Toen vorig jaar de tweeling van Vasilis en Roula Balas werd geboren, hadden ze extra inkomsten nodig. Ze wilden rondleidingen organiseren voor toeristen. Het plan liep aanvankelijk vast op gebrek aan flexibiliteit ter plaatse. “Toen ik de associatie van reisorganisaties benaderde, was die afhoudend. Ik had als boer de toeristen niets te bieden, vonden ze. Balas wist echter touroperators te overhalen om bustoeristen naar zijn bedrijf te brengen. “Maar toen liep ik tegen een ander probleem aan. Ik mag ze geen mastiek verkopen, omdat ik mijn productie verplicht aan de coöperatie moet leveren. Ik moet nu mijn eigen mastiek terugkopen van de coöperatie, om het aan toeristen te kunnen doorverkopen.”

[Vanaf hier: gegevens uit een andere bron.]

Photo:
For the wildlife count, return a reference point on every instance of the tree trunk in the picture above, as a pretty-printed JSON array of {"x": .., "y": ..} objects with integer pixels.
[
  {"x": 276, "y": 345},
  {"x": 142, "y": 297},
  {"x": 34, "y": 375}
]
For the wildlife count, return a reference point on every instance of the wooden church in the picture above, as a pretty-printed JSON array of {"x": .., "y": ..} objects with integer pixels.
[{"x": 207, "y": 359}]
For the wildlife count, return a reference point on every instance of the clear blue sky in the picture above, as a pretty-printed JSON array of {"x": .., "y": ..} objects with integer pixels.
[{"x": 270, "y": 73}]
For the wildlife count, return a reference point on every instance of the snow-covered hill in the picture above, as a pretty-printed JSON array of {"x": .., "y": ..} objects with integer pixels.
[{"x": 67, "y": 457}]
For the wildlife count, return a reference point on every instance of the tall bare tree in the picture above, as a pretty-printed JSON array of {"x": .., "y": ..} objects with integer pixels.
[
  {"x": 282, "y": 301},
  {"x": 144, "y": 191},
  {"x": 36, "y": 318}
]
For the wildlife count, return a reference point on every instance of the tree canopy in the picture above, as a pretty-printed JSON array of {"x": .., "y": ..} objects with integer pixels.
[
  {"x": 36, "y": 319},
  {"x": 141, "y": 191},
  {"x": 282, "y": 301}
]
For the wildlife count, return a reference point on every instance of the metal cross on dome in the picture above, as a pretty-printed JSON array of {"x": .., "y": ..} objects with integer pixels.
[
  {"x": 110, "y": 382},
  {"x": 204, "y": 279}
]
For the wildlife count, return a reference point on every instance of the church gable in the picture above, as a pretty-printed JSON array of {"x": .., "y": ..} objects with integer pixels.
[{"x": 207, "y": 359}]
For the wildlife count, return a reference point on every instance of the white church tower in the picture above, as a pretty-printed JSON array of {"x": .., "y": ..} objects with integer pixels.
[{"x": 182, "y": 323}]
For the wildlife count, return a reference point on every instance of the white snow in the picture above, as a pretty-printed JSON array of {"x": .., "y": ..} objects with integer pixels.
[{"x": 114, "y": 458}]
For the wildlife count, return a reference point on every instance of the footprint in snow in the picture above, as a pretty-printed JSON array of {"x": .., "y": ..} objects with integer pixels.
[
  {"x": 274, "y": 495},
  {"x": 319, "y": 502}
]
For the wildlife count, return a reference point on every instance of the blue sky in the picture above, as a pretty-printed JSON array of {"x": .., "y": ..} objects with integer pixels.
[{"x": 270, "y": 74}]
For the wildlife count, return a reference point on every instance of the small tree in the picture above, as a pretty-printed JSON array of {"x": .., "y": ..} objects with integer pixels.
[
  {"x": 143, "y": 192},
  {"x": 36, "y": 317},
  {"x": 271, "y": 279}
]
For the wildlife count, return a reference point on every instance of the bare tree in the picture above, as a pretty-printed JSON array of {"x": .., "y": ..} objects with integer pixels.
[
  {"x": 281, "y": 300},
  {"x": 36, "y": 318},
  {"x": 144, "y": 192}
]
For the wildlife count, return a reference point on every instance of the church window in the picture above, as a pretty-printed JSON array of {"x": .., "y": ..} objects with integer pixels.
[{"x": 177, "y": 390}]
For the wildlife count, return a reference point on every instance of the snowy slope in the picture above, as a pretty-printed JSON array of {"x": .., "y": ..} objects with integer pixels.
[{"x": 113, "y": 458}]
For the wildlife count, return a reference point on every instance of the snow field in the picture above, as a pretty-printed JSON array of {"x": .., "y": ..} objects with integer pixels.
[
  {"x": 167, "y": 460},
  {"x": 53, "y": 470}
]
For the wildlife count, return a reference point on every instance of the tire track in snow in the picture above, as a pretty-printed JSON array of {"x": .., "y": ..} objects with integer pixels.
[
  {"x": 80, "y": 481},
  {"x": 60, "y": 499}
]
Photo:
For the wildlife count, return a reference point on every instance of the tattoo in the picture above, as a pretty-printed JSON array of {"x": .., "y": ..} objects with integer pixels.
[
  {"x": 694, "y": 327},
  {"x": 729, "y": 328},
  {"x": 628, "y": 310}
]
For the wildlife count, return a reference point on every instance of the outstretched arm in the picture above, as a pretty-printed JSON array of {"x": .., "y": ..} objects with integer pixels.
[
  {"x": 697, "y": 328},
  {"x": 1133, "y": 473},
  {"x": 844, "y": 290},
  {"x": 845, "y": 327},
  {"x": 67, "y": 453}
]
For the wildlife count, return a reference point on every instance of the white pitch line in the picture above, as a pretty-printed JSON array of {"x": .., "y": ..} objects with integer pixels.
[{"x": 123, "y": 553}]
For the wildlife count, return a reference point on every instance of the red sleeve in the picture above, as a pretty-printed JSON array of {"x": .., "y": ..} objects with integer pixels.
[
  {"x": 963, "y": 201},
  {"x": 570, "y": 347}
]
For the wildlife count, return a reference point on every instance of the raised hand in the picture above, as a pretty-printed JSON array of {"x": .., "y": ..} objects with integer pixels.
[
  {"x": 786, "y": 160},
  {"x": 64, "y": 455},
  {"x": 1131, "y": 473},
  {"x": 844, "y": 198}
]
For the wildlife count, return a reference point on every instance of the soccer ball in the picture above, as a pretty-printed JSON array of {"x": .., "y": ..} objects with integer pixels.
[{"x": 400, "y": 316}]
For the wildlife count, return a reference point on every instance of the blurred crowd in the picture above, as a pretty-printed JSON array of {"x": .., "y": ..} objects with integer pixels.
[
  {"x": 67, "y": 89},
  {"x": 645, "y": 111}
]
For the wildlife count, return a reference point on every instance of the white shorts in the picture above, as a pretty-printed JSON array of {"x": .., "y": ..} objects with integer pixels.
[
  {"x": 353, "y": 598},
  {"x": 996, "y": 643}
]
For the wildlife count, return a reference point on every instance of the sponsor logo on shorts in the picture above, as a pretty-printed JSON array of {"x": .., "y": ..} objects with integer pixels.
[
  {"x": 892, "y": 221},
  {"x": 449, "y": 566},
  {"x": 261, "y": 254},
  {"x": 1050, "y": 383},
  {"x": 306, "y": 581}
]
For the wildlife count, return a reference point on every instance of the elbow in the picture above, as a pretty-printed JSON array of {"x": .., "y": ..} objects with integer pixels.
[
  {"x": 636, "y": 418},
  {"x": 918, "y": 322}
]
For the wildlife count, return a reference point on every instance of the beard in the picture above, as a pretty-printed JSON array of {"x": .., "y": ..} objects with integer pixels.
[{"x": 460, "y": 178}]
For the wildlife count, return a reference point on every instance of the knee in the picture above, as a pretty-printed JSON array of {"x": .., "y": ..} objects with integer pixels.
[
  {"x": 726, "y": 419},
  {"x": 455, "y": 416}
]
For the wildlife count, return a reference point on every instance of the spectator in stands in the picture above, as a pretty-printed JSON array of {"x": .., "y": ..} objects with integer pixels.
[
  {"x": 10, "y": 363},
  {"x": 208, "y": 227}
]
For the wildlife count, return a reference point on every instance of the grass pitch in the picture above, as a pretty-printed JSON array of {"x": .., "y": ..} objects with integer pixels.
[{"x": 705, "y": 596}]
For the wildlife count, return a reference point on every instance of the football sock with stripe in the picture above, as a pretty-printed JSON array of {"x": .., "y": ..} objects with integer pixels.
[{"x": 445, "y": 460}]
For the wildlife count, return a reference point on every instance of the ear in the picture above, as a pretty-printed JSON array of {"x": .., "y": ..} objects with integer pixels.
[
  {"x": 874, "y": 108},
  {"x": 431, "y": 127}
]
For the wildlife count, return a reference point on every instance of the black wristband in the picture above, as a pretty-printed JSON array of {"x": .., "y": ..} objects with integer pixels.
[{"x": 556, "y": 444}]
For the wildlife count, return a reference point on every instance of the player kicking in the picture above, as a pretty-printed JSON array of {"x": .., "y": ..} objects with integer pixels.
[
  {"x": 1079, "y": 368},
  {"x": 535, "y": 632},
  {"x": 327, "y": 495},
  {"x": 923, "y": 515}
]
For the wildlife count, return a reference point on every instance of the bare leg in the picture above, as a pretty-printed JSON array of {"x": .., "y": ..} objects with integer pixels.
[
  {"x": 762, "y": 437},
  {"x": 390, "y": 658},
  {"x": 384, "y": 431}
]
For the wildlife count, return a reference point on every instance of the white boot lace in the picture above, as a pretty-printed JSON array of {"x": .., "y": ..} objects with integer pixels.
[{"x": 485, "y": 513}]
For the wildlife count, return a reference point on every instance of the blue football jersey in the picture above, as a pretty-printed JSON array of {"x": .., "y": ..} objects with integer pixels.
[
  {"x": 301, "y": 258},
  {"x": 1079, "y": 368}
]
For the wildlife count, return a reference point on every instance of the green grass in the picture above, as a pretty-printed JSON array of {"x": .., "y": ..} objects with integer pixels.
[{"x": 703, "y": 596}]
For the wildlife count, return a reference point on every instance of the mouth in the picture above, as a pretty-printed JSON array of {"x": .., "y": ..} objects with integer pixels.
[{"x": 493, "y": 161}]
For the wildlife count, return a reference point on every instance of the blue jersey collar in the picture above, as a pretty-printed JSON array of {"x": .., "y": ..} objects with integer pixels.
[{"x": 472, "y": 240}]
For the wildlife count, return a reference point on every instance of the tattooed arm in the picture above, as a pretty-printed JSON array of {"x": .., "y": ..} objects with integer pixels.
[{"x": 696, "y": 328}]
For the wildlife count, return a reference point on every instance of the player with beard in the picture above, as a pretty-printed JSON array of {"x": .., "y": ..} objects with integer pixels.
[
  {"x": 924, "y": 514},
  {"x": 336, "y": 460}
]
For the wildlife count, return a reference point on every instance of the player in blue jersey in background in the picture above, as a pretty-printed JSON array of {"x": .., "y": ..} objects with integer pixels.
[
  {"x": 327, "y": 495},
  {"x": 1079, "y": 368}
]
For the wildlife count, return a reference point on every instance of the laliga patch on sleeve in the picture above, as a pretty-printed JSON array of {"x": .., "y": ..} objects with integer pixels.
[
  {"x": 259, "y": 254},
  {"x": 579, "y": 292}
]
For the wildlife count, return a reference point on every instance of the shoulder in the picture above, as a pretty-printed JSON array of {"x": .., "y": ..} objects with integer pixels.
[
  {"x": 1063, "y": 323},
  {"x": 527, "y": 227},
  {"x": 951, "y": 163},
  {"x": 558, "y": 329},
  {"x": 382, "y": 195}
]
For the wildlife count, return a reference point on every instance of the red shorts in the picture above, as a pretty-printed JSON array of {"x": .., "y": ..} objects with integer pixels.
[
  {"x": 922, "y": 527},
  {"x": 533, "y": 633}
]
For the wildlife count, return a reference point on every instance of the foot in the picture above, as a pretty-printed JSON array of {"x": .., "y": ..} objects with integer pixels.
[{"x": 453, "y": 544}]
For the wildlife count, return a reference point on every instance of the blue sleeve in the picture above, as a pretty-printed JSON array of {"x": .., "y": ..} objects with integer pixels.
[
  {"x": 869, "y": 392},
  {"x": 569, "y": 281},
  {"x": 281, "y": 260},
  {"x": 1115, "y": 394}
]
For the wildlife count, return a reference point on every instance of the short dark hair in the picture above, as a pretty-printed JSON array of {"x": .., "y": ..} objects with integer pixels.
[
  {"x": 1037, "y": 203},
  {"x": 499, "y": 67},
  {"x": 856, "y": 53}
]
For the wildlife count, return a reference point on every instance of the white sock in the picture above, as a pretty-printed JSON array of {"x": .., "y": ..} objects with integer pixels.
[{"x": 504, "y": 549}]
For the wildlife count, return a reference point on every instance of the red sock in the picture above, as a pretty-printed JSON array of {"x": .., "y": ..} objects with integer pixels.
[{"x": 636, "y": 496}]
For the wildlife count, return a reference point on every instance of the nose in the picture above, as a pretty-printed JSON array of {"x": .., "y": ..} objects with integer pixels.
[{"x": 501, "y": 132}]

Vasilis en Roula Balas werken nu weer parttime als consultant om extra inkomen te verwerven. Toch hebben ze geen spijt van hun vertrek uit de stad. De kwaliteit van leven kan het lagere inkomen goed maken, zegt Balas. “Het leven is hier eenvoudiger en goedkoper. Van zowel groei als recessie merk je meer in de stad.” (IPS/JP)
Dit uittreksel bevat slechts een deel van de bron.